President’s Corner: A Tribute to Julia Taft

Monday, March 17, 2008
Julia Taft, who spent more than 30 years protecting refugees and directing responses to humanitarian emergencies, died on March 15th. Her death is a huge loss, not only to her family and friends, but to all displaced people who needed a skilled, committed political operator on their side.

Julia was only 32 years old in 1975, when President Ford asked her to direct an interagency task force to resettle Indochinese refugees in the U.S. In just seven months her task force brought 131,000 Vietnamese to the U.S., protecting them from a wave of post-war persecution.

This started Julia on a life of refugee protection. In the months before her death from cancer, she was critical of the Bush administration for its slow, reluctant resettlement of Iraqi refugees, many of whom fled death threats in their country because they had worked for U.S. forces. “No matter your view of the war, welcoming the persecuted and standing by our friends is the right thing to do,” she wrote in The Washington Post last year.

She held a number of important jobs, including the director of the Office of Foreign Disaster Assistance at the U.S. Agency for International Development, Assistant Secretary of State for Population Refugees and Migration and Director of the Bureau for Crisis Prevention and Recovery at the UN Development Program.

In Julia’s case, the jobs did not make the woman, she made the jobs. She called herself an “operational person” who was interested in the mechanics of protecting refugees and delivering life-saving aid. It was her ability to bring order to chaos—plus her willingness to get on a plane, helicopter, jeep or riverboat to go almost anywhere—that enabled her to make a difference. Whether in the White House, a refugee camp, or a meeting with government and NGO officials, she knew how to get people moving.

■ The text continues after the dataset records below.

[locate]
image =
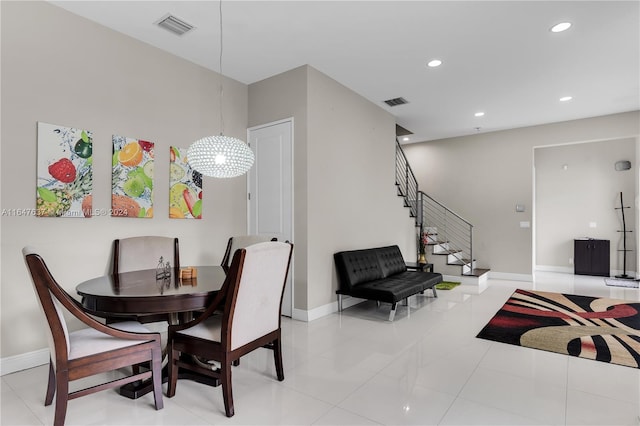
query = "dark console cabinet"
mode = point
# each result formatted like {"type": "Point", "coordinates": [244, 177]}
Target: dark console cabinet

Everybody admired her commitment and courage. She even received the USSR Supreme Soviet Award for Personal Courage in recognition of her response to the Armenian earthquake in 1988.

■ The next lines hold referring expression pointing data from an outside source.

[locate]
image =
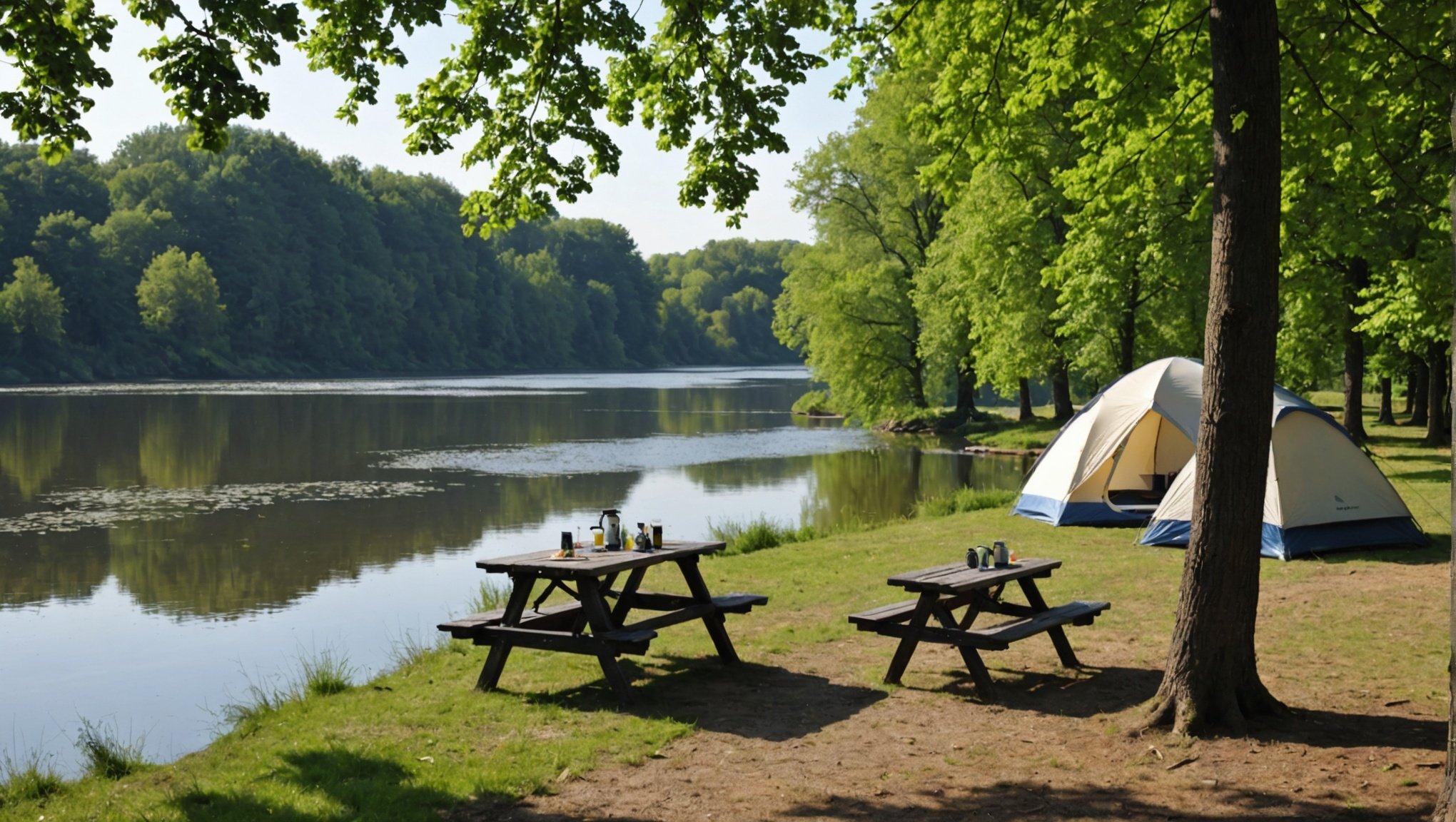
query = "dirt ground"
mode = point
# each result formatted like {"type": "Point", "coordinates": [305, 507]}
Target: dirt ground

I first met Julia in 1994 when she was the president of InterAction, the umbrella group for international relief and development agencies. In that capacity, she had helped organize a humanitarian response to the massive migration that followed the genocide in Rwanda. She approached this and every other problem with an amazing combination of determination, humor and an impatience for slow humanitarian responses.

These were the same qualities she brought to her friendships and to raising her three children with her husband, William H. Taft IV.

People like Julia are impossible to replace, but she inspired us all to do better.